Know the Law: Can I Be Sued By My Commissioned Salespeople for Overtime Pay?

Published: Union Leader
November 24, 2019

Question: I have been reading about Massachusetts retail sales and automobile sales employees suing their employers for overtime pay.  I pay my New Hampshire sales employees on commission, and with the holiday season upon us, many will choose to work overtime. Am I at risk?

Answer: In May 2019, Massachusetts’ highest court decided Sullivan v. Sleepy’s LLC, SJC-12542, a class action by individuals who sold mattresses on commission. The law in Massachusetts is a bit different than in New Hampshire, which follows federal law when it comes to exemptions.

New Hampshire automobile dealers and other businesses who pay employees on commission for retail sales should review the law with their employment counsel to make sure they are properly taking advantage of exemptions which might apply.
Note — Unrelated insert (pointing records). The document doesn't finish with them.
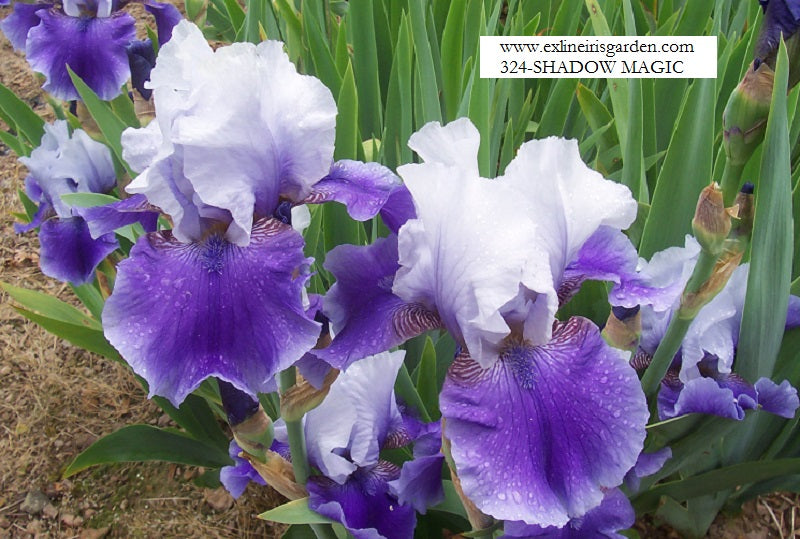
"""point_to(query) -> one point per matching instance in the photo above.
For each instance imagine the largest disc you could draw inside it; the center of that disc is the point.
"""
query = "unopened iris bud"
(744, 121)
(623, 328)
(712, 222)
(303, 397)
(252, 428)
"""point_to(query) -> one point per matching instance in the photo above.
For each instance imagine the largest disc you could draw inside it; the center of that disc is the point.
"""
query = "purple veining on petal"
(17, 25)
(363, 504)
(608, 255)
(68, 252)
(367, 318)
(182, 312)
(236, 478)
(362, 187)
(571, 438)
(108, 218)
(615, 513)
(779, 399)
(95, 49)
(398, 209)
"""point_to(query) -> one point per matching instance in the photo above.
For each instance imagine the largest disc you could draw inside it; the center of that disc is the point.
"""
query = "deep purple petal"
(17, 25)
(182, 312)
(142, 60)
(700, 396)
(779, 399)
(541, 434)
(362, 187)
(235, 478)
(646, 464)
(367, 317)
(608, 255)
(166, 15)
(604, 521)
(398, 209)
(363, 505)
(93, 47)
(68, 252)
(108, 218)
However, inside sales persons outside of the consumer retail context are not exempt and are entitled to receive time and one half their regular rate of pay for each hour worked in excess of 40 in a workweek.

Many businesses incorrectly assume that commissioned salespeople are exempt from the minimum wage and overtime provisions of the Fair Labor Standards (“FLSA”). This is not the case. Only bona fide outside sales employees are exempt.

Outside sales employees are those who are customarily and regularly away from their place of work making sales. These are employees who are primarily traveling to customers’ locations to peddle the wares, whether products or services, of their employers.

Employees who make sales or take orders by phone or computer, whether from their employer’s brick-and-mortar location or from their home office, are not exempt. They must keep track of their hours of work and report the hours to their employer. They must receive minimum wage for every hour of work, even if they earn no commission in that work week. They must also receive time and one half their regular rate of pay for overtime. The regular rate is calculated by adding all wages (hourly pay, salary, commissions and non-discretionary bonuses) and dividing by the number of hours of work. This can be a complicated analysis with several alternative methods of calculation.

All employers who pay employees on commission should review their pay practices to make sure they are in compliance with state and federal law. This is a complex area of the law with significant risk of error, and consultation with counsel is recommended.